Design Web Crawler — Meta

Meta's "Design Web Crawler" interview question focuses on architecting a scalable, distributed system for crawling websites efficiently. It typically tags data engineering, distributed systems, web crawling, system design, backend, and infrastructure, with occasional ML ties for prioritization. No single canonical source provides an exact "full problem statement" verbatim from Meta, as these evolve, but aggregated insights from interview prep sites and breakdowns reveal consistent details.

Problem Statement

Design a distributed web crawler that systematically discovers, fetches, parses, and stores web pages from a starting set of seed URLs. The system must handle billions of pages, respect politeness policies (e.g., robots.txt, rate limits), deduplicate content/URLs, prioritize crawling (e.g., via freshness or relevance scores), and support fault tolerance in a multi-node setup. Output processed page content and metadata for downstream uses like search indexing or ML training.[1][2][4]

Functional Requirements

Accept seed URLs and crawl linked pages recursively up to a configurable depth.
Fetch HTML, parse for new URLs and text/content, extract metadata (e.g., title, links).
Store raw HTML, parsed text, and URL status (e.g., crawled, failed).
Support crawling filters: domains, file types (HTML only), max depth.[2][4][6]

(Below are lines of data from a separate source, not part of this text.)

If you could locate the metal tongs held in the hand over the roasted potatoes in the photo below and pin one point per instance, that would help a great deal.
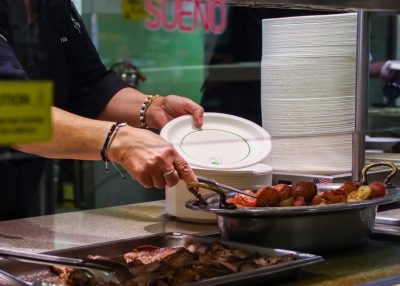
(217, 187)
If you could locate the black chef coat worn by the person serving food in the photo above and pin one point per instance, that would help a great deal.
(57, 47)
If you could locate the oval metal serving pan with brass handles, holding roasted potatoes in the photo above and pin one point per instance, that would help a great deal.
(316, 229)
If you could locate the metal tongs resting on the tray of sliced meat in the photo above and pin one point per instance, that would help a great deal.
(108, 271)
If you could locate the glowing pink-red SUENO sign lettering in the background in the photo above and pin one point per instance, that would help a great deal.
(186, 15)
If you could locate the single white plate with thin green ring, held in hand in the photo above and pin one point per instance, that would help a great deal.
(224, 142)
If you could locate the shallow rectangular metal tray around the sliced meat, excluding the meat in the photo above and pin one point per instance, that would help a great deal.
(33, 272)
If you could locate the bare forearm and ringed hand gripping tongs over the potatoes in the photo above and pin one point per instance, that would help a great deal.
(144, 154)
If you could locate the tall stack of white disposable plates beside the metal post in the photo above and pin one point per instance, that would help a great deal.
(308, 83)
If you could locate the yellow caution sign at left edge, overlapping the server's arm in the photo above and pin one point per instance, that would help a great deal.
(25, 111)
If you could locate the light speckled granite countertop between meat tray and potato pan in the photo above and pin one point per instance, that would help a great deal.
(59, 231)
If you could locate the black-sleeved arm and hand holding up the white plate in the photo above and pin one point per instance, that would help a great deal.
(101, 94)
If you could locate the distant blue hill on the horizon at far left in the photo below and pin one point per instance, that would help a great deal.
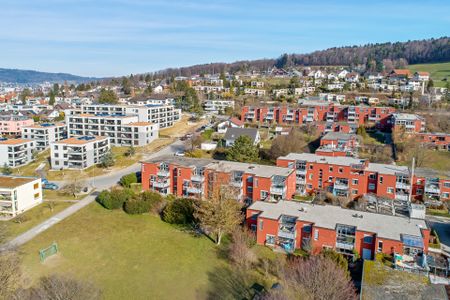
(35, 77)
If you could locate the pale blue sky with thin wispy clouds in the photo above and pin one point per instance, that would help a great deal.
(118, 37)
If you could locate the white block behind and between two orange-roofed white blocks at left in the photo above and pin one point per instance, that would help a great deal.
(44, 134)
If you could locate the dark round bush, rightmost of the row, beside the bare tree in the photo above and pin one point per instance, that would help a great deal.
(179, 211)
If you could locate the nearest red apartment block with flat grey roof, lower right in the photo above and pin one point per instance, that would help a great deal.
(291, 225)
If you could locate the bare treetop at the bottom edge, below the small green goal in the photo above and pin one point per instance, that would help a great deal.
(62, 287)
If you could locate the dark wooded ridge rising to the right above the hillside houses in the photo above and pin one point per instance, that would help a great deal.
(373, 56)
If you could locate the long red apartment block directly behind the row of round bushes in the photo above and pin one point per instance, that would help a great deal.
(202, 178)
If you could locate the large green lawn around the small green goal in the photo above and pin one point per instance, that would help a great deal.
(128, 257)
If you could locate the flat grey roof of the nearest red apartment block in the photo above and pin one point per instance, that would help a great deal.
(328, 216)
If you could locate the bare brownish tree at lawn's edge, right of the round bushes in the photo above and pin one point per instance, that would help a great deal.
(219, 215)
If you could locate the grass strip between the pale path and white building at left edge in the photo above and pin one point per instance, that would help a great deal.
(33, 217)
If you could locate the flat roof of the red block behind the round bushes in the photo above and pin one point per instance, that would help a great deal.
(223, 166)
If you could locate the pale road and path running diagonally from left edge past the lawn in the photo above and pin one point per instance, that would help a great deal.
(99, 183)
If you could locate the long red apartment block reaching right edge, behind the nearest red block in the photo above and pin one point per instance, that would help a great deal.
(352, 177)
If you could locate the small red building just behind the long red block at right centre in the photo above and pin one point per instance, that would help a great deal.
(338, 144)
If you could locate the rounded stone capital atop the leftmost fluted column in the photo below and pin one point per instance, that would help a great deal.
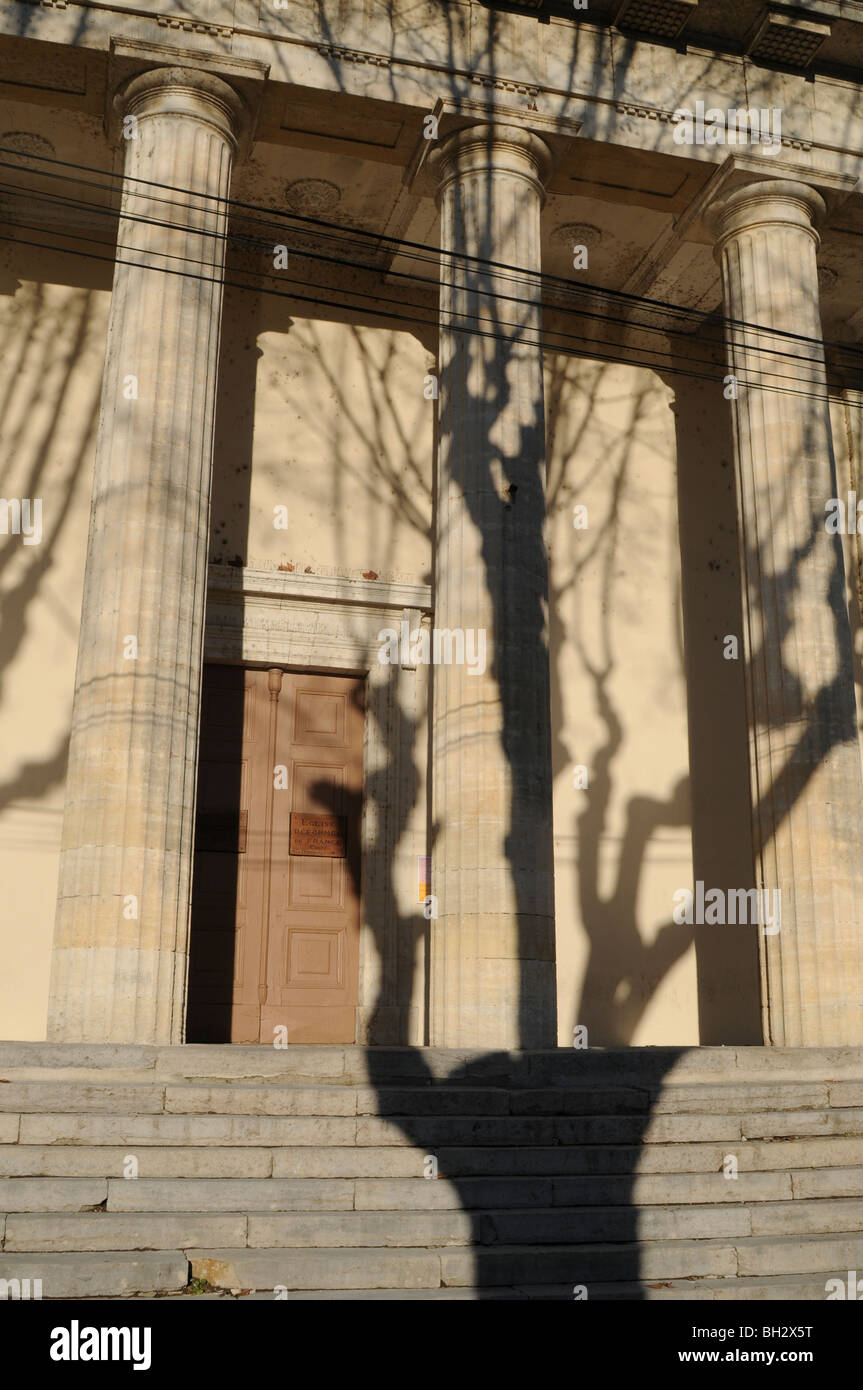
(180, 91)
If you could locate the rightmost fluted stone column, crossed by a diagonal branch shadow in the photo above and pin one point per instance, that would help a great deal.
(805, 757)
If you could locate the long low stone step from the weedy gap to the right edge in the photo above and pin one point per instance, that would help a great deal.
(387, 1268)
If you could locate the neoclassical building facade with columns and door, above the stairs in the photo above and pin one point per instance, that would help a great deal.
(433, 452)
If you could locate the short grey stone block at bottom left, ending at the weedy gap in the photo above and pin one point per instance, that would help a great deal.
(105, 1275)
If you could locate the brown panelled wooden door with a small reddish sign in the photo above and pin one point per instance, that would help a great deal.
(276, 913)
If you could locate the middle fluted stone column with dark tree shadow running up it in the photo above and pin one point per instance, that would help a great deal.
(493, 943)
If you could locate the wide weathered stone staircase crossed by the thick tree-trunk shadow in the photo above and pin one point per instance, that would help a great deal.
(341, 1172)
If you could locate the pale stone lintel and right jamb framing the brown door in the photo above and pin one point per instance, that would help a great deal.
(262, 618)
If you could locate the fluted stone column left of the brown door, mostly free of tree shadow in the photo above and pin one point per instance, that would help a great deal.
(123, 914)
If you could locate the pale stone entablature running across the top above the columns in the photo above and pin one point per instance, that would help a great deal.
(620, 88)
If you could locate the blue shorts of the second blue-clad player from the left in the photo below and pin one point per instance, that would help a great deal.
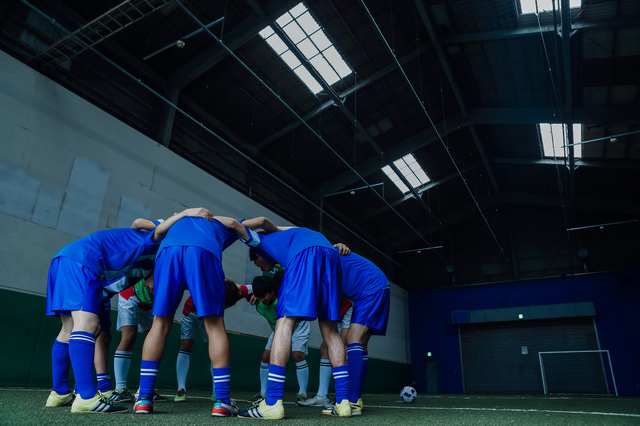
(192, 267)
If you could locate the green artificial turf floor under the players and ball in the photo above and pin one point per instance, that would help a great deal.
(25, 406)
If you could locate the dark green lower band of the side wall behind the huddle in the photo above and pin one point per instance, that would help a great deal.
(28, 334)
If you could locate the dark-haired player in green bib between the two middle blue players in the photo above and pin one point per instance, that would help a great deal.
(265, 299)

Non-Functional Requirements & Constraints

Scale: Crawl 10 billion pages in under 5 days (~23k pages/sec).
Politeness: Delay between requests per domain (e.g., 1-5 sec), obey robots.txt/Crawl-delay.
Storage: Billions of pages (~1-10KB each) → petabytes; use distributed storage like S3/DynamoDB.
Deduplication: Hash content/URLs to avoid recrawls; track visited set.
Fault tolerance: Retries on failures, no data loss on node crashes.
Freshness: Recrawl based on change frequency (e.g., news sites daily).
Latency: Low end-to-end for high-priority URLs (<1s fetch).[4][8][1][2]

Input/Output Examples

No formal code-like I/O formats exist, but system interfaces are outlined as APIs:

Input (API/Frontier Queue): POST /crawl/start { "seed_urls": ["https://example.com"], "max_depth": 3, "domains": ["example.com", "*.edu"], "rate_limit_per_domain": 10 // reqs/min }

Output (Stored Data/Events):

Raw HTML → S3 bucket: s3://crawler/raw/https://example.com/index.html
Parsed Data → Database (e.g., DynamoDB): | URL | Status | Content_Hash | Last_Crawled | Text_Excerpt | Links_Found | |-----|--------|--------------|--------------|--------------|-------------| | https://example.com | success | sha256:... | 2026-02-02 | "Welcome to..." | ["https://example.com/about"] [1][6]
Events (Pub/Sub): { "url": "...", "status": "crawled", "fetch_time": 1234567890 }[2]

High-Level Components

URL Frontier: Priority queue (Kafka/Redis) for pending URLs, partitioned by domain.
Fetchers: Distributed workers (1000s nodes) using HTTP clients with proxies/rotating IPs.
Parser/Extractor: Processes HTML (e.g., BeautifulSoup), emits new URLs/content.
Storage: S3 for raw, DynamoDB/Cassandra for metadata, Bloom filters for dedup.[6][4][2]